Same here. That’s what I consider not giving details
Sure, but the users as a group might have different concerns (especially given various previous liars)
I agree that something like Moonlight’s 2-year age discrepancy (even if it weren’t accounted for, as it was) is no big thing. But little things can add up, so I’m not going to judge someone harshly just for taking note of a small discrepancy. Only for what they do with that observation.
That kind of detective work should be confined to PMs to mods and the Pit troll thread, that should go without saying. If D’Anconia had gone to the troll thread first, they would have been saved a bit of egg on their face, I think.
Honest question: what if someone asks something like “do 10-year olds still like Harry Potter?” In my response, I don’t want to reveal that I have a 10-year old daughter, so I reference “my niece” instead of a daughter.
It’s important information to demonstrate some level of authority. I think making up a niece or daughter completely to pretend I have authority would be absolutely wrong and worthy of a warning, but this kind of change seems fine to me. Am I off base?
Why do you have to reference any specific relationship at all? Just “the 10 y.o. in my family” does the same job, conveys the same “not just making this up” sense, and doesn’t reveal too much personal detail.
Although I have to say, personally, i find “I don’t want to reveal that I have a 10-year old daughter” to be a little on the paranoid side.
I’m of the opinion that credibility tends to speak for itself in an anonymous environment like this. There’s no such thing, really, as ‘establishing credibility’ on a message board just by saying you are what you are. Qadgop has told us that he’s a doctor at a prison, but he’s shown us by being a consistent and knowledgeable source of information on those topics for many years. The latter is much more important, and his posts would be useful (and obviously coming from a place of lived experience) even if he never made his job explicit.
If I saw a topic where I felt ‘establishing credibility’ via too-sensitive personal details was absolutely integral to thread participation, I would choose not to participate rather than lying.
Like I said above, I don’t think obfuscating personal details online is exactly a cardinal sin, but if you lose credibility or goodwill as a result you have nobody to blame but yourself.

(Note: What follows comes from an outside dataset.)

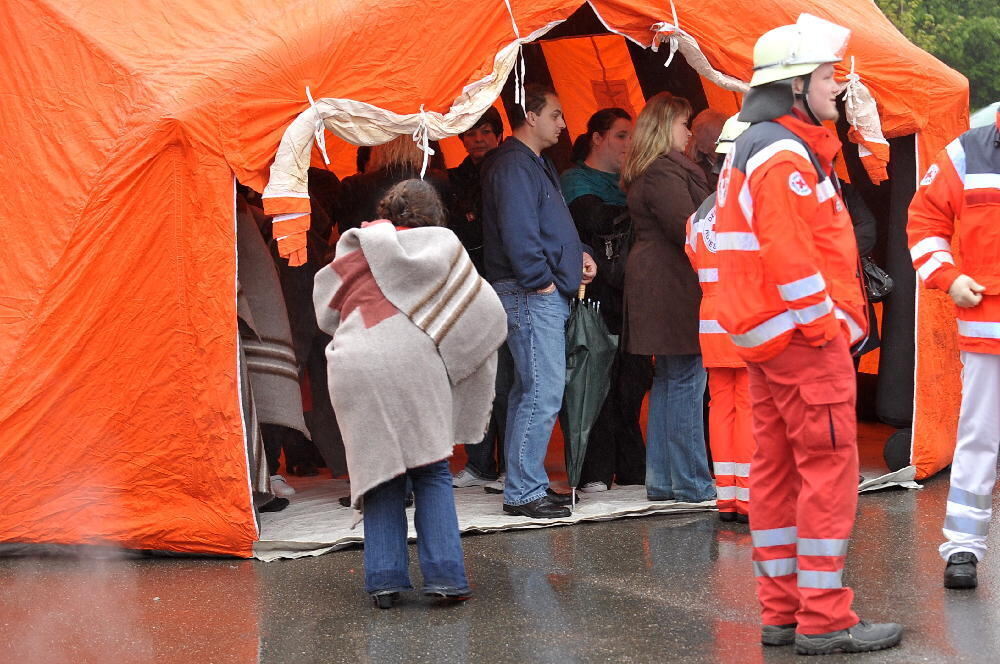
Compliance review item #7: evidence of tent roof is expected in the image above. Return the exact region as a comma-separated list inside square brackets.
[0, 0, 968, 555]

Distrusting a person because you find out they’ve been consistently lying to you is a very human reaction. And if I know you (the hypothetical you) are a consistent liar, why on earth should I believe you when you tell me that you only lie about certain things? How do I even begin to gauge that?
But if you say, “I have experience in these matters” and then - without any personal details - show me that you are knowledgeable and interesting? All to the good. I don’t need to know you have a daughter or a niece or a neighbor. Just be a cool human and tell me interesting things.

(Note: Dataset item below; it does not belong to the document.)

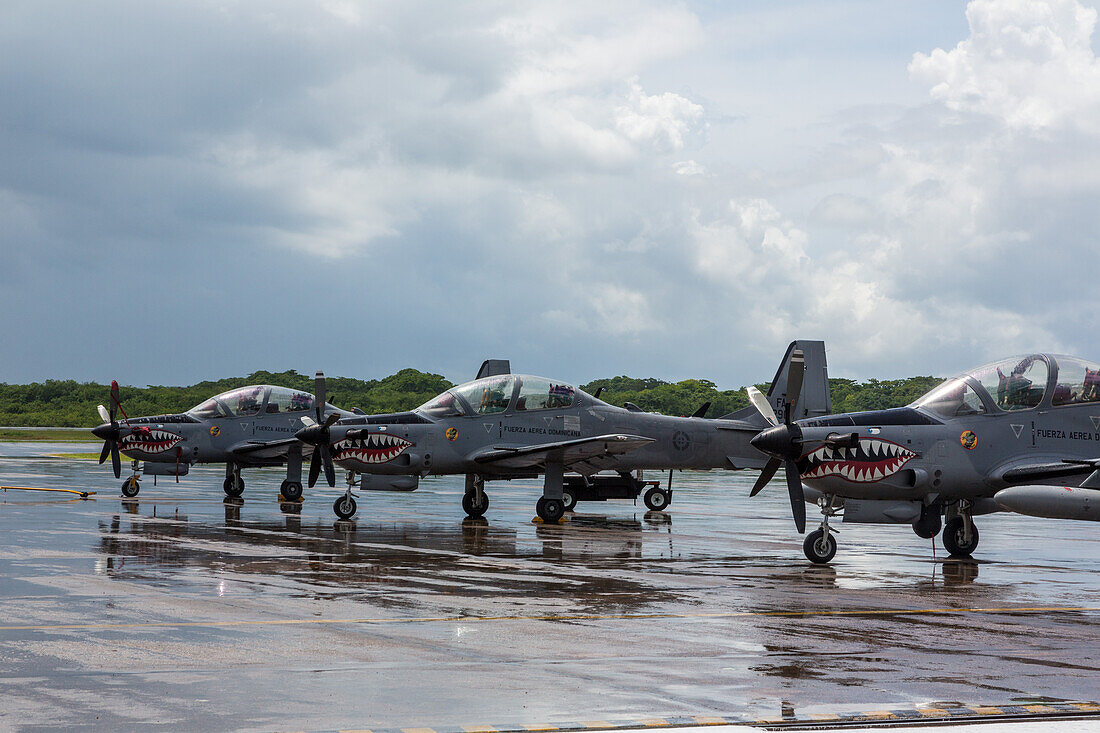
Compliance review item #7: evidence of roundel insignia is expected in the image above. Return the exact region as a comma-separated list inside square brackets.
[959, 430, 978, 450]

This is not about the rules. It’s about your comfort with your statements, and about how other posters might judge you if they realize your story is inconsistent in these ways.
Different posters will judge you by different standards. So at the end of the day, it comes back to what you are comfortable with.
I have a 10-year-old daughter. Add that to I am an attorney. Add to that I live in the Seattle area. Add enough identifying details, and anybody who wants to find you IRL will be able to.
Agreed.
You’re either credible or you’re not. You’re either trolling or you’re not.
Any focus on “misrepresentation” does nothing but begin constant witch-hunting, and it fosters a toxic culture.